Traditional BI or IT solutions follow a structured approach with clearly defined business problems. Analytics initiatives can stifle in such environments where answers are explored for ambiguous or non-existent questions.
Agile development (where requirements and solutions evolve through collaborative efforts of IT, business managers & data scientists) is best suited for analytics initiatives especially in experimentation phase.
Steps to managing an analytics initiative –
- Understand – Analytics done in silos with just data and statistics is never actionable.
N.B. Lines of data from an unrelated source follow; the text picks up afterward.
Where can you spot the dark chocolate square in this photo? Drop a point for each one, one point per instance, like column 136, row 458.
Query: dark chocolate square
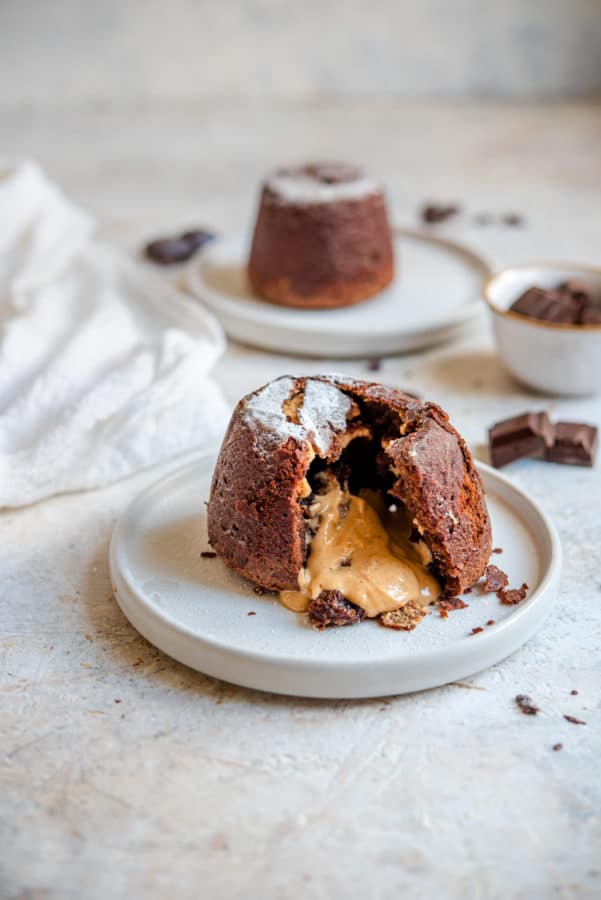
column 527, row 435
column 574, row 444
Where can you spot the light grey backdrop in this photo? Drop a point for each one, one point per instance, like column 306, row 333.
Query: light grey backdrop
column 122, row 51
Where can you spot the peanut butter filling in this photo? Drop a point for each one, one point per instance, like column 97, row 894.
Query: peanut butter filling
column 363, row 549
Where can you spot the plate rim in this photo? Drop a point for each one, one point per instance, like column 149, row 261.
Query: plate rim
column 433, row 658
column 290, row 336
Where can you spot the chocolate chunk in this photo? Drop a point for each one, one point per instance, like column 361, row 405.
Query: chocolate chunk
column 438, row 212
column 548, row 306
column 571, row 303
column 574, row 720
column 168, row 251
column 332, row 609
column 495, row 579
column 574, row 444
column 514, row 596
column 526, row 705
column 526, row 435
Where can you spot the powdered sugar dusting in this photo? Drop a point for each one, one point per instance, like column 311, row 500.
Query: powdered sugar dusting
column 322, row 413
column 301, row 188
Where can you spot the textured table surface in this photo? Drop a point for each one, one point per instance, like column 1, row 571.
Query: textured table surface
column 124, row 774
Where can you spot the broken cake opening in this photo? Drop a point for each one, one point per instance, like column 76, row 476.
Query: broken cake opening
column 365, row 557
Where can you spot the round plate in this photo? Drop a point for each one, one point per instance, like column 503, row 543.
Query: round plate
column 198, row 612
column 413, row 312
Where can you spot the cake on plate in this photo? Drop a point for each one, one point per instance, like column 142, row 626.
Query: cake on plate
column 321, row 238
column 349, row 498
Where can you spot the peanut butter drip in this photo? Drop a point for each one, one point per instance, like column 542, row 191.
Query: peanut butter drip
column 363, row 550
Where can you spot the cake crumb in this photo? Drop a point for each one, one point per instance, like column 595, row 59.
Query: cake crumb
column 331, row 609
column 403, row 619
column 526, row 705
column 512, row 597
column 448, row 604
column 494, row 579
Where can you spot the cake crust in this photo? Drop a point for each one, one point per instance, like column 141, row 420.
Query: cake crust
column 256, row 511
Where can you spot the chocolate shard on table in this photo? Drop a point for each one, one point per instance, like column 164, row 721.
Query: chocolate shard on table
column 574, row 444
column 529, row 434
column 433, row 213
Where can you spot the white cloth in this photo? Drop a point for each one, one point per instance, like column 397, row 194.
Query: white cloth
column 103, row 367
Make the analytics team interact with the business, spend time in the business processes, go to the stores, etc. so that they realize the business problem. Analytics project usually fail during implementation primarily because analytics team never had an understanding of these challenges when they set out to build the solution.
- Explore – Internalize the data. Explore unknown patterns in the data. Link different sources & aspects of data to realize the complete story.
- Build – Use advanced techniques to build the solution. Try multiple approaches or solution frameworks. Overlay business rules on top of statistical outputs to make the results actionable. To realize actionable insights always try to answer the question – “So what?”
- Refine – Use business feedback to make the results and insights more actionable. Realize implementation challenges if any.
- Implement – To implement an analytics solution additional layers needs to be added. In some cases, actionability is achieved through a set of dashboards, in other cases it can be a complex process for e.g. campaign lists getting generated basis micro-segments or predictive score or recommendation engine, they are then getting dispatched and tracked for improved customer behaviour.
- Re-configure & Implement – Markets change very fast. Customer behaviour is also dynamic. Analytics solutions should be built in a way that re-configuration is quick and implementable. For e.g. changes to an existing customer segmentation structure should be easy, recommendation engine for a new category of business should be quick.
The key aspect of any analytics solution is its iterative nature of build. Usual BI or IT solutions or even traditional analytics solutions are typically build for long usage without changes. Whereas analytics solutions need re-configurations every time there is a change in market or customer behaviour. To retain the actionability of analytics insights, it is essential that we use self-service platforms that allows us to perform re-configurations in quick time and implement them with ease.